Artikel teilen:

Psychologe: Auf andere zugehen statt Abschottung und Resignation

Begegnungen suchen und Toleranz gegenüber Andersdenkenden üben – dazu rät der Psychologe Stephan Grünewald. Eine der größten Ängste derzeit sei die vor einer gesellschaftlichen Entzweiung, sagte er am Donnerstag im ARD-Morgenmagazin. “Die Leute spüren: Das Klima wird rauer, die Aggressivität steigt, die Positionen radikalisieren sich.” Um so wichtiger sei es, sich auch mit Menschen auseinanderzusetzen, die anders dächten als man selbst.

Angesichts der zahlreichen Krisen sprach der Gründer des Marktforschungsinstituts Rheingold von einer “Zombie-Mentalität”, die sich verbreite: Sorge und Ungewissheit seien nicht totzukriegen. Viele Menschen reagierten auf Kriege, Klimawandel und Inflation, indem sie einen “Verdrängungs-Vorhang” zwischen ihrer eigenen kleinen Welt und der “Welt da draußen” zögen. Im Bezug auf das persönliche Leben zeigten sich in Studien viele Menschen durchaus zuversichtlich und schilderten die Möglichkeit, im Privaten abzuschalten und Mut zu fassen.

Kraftquellen seien in vielen Fällen einerseits Bewegung und Entspannungstechniken, andererseits das Schaffen einer Wohlfühloase – im eigenen Zuhause oder im Urlaub. “In einer komplexen Welt wird das eigene Ich zum Drehpunkt. Überall, wo ich das Gefühl habe, ich habe die Dinge im Griff, da fühlen sich die Leute gut und aufgehoben”, erklärte der Experte. Eine wichtige Rolle spielten dafür auch Familie, Freundeskreis und Kollegenschaft: Es bildeten sich regelrecht “soziale Bollwerke”.

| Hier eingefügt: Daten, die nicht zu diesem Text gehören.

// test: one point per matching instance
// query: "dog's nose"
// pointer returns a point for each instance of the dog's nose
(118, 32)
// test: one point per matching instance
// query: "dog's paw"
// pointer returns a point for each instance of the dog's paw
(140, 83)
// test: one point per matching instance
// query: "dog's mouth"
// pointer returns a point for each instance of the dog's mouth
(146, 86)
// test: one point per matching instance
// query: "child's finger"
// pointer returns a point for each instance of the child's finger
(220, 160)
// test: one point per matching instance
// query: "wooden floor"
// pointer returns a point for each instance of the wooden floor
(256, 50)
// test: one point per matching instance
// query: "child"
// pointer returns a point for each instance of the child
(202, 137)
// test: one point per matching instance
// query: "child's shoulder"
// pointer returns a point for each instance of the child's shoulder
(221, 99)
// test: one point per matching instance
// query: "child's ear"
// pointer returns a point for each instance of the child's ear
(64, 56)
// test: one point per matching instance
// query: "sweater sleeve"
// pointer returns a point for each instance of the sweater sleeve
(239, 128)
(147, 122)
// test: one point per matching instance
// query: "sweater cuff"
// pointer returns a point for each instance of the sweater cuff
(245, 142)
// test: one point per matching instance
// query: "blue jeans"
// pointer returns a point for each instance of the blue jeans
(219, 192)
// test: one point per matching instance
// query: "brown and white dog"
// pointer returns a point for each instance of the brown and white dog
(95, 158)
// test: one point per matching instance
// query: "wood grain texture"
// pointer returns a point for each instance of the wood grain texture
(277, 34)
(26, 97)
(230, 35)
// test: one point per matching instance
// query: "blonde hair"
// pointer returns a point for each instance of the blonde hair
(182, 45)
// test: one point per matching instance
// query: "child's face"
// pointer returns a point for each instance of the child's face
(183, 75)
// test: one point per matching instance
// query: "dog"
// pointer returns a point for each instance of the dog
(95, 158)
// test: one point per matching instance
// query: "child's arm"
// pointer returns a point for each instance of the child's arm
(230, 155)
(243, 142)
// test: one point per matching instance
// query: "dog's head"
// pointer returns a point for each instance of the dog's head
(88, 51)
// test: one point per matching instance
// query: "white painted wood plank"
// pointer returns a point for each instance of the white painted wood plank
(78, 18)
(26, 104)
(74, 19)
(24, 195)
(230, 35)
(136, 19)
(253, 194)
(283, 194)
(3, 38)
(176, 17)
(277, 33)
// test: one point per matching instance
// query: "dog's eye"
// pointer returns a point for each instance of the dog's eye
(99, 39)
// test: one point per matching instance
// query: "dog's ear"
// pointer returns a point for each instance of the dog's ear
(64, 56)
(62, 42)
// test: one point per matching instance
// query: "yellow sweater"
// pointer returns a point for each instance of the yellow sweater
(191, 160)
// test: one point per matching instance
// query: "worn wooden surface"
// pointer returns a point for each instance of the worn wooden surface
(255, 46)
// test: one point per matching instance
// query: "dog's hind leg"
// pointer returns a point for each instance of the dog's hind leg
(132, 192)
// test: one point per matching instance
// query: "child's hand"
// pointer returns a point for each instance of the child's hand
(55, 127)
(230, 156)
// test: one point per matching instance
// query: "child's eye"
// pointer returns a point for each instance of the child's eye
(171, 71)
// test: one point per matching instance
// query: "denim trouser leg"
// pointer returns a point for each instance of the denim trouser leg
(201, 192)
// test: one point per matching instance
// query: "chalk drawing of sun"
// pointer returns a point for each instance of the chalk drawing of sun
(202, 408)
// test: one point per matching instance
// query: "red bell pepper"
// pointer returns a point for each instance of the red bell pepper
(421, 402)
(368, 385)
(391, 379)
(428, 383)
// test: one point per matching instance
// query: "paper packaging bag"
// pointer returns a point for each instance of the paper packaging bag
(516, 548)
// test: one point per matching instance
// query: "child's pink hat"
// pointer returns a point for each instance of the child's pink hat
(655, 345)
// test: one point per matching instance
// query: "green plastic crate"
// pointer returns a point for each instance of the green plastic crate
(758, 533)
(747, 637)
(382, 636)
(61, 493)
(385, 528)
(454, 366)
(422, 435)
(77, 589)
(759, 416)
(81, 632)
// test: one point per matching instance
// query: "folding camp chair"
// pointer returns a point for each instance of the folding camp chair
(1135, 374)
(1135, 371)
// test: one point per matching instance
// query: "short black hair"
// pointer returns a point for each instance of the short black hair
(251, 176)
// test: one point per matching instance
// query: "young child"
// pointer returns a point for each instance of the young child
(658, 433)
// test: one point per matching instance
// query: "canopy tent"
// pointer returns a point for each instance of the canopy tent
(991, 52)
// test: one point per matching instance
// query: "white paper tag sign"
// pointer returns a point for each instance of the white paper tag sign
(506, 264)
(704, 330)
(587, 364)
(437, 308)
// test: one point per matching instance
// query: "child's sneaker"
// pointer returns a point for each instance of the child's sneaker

Ein Zusammenrücken könne dabei helfen, zu sich selbst zu kommen, betonte Grünewald. Abschotten und Resignation seien dagegen problematisch: “Man ist bereit, alle die, die anders denken, die anstrengend sind, auszusortieren.” Die Demokratie brauche den Perspektivwechsel. “Wenn wir nur in unserem Silo, in unserer Blase sind, dann haben wir keine Solidarität”, warnte er.